Tapping Equity Markets
Historically, net lease REITs have funded acquisitions with roughly 50-50 equity and debt, and they’re often tapping equity via ATMs as well as traditional equity issuance. For example, EPRT has pre-funded its growth for the coming year thanks to an upsized stock offering in March that raised $254.2 million.
“Because these companies are serial acquirers, the sub-sector requires lots more fresh equity every year,” St. Juste says. “Their stock price and cost of capital matters because they’re spread investing, and that’s why you see their balance sheets a little bit more liquid.”
Investors often gravitate to net lease REIT stocks during cyclical downturns and volatility because of the bond-like characteristics of the sector. And the defensive nature of the sector has garnered attention this year as investors have looked for a safe spot to place capital.

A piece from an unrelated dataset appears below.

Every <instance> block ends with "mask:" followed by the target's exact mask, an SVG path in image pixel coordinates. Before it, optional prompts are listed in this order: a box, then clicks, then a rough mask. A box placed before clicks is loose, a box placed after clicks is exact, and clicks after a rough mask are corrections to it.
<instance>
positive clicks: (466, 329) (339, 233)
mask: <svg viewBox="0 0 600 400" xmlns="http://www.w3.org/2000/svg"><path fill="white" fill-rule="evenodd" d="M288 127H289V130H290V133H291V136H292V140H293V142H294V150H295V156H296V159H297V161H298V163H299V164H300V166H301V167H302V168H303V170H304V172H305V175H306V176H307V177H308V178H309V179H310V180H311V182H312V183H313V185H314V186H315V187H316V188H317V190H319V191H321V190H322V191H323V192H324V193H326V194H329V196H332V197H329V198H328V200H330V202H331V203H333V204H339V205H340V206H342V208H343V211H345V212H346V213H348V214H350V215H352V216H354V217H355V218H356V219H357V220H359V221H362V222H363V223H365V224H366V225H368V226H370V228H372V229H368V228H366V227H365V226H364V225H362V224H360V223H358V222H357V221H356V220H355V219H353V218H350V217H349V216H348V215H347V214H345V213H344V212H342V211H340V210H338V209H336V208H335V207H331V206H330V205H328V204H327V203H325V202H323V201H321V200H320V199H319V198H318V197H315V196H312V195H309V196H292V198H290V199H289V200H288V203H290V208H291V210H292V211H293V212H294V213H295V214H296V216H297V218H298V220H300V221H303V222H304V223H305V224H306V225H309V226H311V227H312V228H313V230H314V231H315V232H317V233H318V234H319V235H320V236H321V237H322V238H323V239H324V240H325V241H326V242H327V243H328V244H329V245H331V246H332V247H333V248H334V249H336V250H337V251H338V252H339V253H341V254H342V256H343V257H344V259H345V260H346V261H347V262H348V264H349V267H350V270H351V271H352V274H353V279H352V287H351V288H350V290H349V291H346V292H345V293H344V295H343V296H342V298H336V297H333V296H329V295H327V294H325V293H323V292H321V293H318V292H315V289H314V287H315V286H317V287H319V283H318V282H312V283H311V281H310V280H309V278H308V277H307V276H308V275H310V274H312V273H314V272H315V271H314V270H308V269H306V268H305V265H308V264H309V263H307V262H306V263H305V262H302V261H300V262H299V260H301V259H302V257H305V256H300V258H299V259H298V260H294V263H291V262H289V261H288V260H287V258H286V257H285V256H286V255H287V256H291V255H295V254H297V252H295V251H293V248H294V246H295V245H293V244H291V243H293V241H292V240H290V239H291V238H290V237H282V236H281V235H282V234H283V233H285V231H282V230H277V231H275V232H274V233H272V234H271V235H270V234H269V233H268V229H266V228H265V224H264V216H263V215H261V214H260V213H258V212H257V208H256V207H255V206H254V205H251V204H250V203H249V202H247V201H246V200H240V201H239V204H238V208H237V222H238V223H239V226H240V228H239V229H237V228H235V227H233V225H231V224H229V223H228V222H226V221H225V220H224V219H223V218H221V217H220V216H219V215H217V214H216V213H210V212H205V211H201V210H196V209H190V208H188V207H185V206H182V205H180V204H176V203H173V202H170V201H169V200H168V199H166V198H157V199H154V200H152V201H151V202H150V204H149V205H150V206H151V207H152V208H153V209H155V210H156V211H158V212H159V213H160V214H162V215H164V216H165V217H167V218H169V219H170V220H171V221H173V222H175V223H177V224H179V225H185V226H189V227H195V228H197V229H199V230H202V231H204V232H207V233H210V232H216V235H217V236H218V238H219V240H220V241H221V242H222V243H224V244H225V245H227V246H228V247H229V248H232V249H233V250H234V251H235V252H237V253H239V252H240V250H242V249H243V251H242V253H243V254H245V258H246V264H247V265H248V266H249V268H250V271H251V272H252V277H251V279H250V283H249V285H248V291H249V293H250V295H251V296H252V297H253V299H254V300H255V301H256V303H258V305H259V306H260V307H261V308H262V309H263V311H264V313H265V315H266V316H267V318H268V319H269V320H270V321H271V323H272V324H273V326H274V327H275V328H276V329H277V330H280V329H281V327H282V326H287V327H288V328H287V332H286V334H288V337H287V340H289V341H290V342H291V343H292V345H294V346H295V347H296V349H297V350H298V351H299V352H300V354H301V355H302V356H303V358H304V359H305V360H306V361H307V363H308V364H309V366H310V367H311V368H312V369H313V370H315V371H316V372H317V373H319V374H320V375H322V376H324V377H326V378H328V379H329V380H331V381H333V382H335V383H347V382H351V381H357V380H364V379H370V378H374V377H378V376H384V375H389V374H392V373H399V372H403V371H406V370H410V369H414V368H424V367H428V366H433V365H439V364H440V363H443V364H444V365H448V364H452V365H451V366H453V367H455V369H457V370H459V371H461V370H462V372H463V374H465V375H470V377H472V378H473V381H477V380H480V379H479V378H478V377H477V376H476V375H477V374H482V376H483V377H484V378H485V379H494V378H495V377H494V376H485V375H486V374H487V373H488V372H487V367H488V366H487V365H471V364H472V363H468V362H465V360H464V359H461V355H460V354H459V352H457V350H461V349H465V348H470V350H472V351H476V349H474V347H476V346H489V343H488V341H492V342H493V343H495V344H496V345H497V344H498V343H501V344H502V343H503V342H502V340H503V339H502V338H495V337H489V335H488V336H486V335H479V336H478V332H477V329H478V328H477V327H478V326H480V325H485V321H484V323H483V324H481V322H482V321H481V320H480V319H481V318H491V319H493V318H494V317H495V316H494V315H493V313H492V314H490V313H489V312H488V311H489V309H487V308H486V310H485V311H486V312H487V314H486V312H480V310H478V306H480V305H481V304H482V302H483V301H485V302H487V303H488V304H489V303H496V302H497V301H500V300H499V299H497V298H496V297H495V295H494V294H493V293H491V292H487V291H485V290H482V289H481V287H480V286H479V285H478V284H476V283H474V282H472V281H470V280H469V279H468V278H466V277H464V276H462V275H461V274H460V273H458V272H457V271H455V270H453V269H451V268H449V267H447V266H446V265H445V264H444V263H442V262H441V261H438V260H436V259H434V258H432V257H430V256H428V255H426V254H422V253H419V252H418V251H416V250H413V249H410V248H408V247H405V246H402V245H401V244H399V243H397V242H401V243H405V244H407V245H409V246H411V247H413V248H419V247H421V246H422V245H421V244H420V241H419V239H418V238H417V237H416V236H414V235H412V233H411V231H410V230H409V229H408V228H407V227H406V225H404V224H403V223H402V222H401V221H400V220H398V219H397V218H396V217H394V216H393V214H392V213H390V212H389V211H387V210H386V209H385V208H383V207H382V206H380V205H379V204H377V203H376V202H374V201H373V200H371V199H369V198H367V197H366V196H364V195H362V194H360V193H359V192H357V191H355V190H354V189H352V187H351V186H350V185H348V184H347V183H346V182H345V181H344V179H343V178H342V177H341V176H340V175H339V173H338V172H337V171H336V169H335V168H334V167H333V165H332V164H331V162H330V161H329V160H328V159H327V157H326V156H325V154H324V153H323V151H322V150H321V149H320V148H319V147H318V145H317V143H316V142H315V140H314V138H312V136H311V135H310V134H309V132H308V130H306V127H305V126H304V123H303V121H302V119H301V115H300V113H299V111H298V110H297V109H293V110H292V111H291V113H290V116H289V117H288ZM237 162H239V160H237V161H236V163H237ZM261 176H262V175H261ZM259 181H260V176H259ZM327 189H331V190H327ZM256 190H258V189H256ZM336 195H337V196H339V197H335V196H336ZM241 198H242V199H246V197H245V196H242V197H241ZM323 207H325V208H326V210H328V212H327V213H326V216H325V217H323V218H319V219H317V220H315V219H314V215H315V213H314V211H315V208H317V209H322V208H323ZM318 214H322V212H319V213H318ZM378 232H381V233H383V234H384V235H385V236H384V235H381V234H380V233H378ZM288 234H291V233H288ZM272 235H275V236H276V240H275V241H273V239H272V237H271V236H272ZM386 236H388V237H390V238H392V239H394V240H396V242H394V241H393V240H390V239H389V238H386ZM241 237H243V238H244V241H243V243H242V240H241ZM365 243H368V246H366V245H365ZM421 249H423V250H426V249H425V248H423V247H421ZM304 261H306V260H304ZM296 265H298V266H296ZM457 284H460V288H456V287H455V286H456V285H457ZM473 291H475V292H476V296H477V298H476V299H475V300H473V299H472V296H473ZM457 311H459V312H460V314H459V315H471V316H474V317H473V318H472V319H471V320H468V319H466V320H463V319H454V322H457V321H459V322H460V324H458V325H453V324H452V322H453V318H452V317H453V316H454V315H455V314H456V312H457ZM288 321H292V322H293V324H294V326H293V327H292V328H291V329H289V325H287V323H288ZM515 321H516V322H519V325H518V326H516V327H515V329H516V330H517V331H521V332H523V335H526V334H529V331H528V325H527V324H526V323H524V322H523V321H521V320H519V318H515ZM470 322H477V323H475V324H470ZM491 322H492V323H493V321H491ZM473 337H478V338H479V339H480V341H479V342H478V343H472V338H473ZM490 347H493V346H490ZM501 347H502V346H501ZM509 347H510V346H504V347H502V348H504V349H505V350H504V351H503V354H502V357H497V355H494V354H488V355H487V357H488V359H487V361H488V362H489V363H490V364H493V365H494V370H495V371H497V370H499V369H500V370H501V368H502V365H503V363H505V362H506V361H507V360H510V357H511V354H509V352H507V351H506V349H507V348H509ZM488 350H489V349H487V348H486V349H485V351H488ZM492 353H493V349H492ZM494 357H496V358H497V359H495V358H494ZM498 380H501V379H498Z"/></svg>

Net lease REITs have diversified tenancy with long-term leases that also have embedded rent bumps. Balance sheets are typically liquid and low-levered, and investors also like the steady dividend yield they deliver. “From a positioning perspective, we’ve seen a number of investors that have built their portfolios a bit more towards long-duration sectors in the last couple of months. If you look at what’s worked year to date, it’s been health care, towers, gaming, and triple net,” St. Juste says.
Varied Approach to Acquisitions
Although the desire to grow is there, the capacity for growth within the sector is a mixed bag. Most net lease REITs like to invest on a leverage-neutral basis and tend to be conservative allocators of capital. “If you’re not trading in a premium–5% or greater to your NAV–you’re kind of in the cost of capital penalty box because you’re not able to go out and issue equity to grow,” Glimcher says.
Triple net REITs without the need to raise any additional capital to reach, and potentially exceed, acquisition targets should be net winners, according to St. Juste.
W. P. Carey is among the net lease REITs sitting in a strong capital position. “We’ve talked this year about having a clear path to fund our investments in 2025 without the need to raise any equity,” Fox says. The REIT plans to fund acquisitions with the sale of non-core operating assets, primarily dispositions of its legacy self-storage properties. The REIT also has a $2 billion credit facility that’s largely undrawn.
W. P. Carey started 2025 with guidance for acquisitions in a range between $1 billion and $1.5 billion. “I’ve characterized that as appropriately conservative given the market uncertainty,” Fox says. The REIT has completed about $449 million in investments through April, primarily involving single-tenant industrial assets.
The biggest and obvious headwind is the uncertainty in the world right now, where interest rates are going, where tariffs are going to land, and how that’s all going to flow through to inflation. “This uncertainty tends to chill transaction markets, and we’ll probably see some of that, especially from portfolio sellers who may not be as motivated to be in the market right now,” Fox notes.
However, some of those same challenges also could provide tailwinds by creating buying opportunities and perhaps motivate sellers to pursue a sale-leaseback to raise capital for their business. “We’ve done some of our best deals over the years during times of significant uncertainty or when there’s capital markets dislocation,” he adds.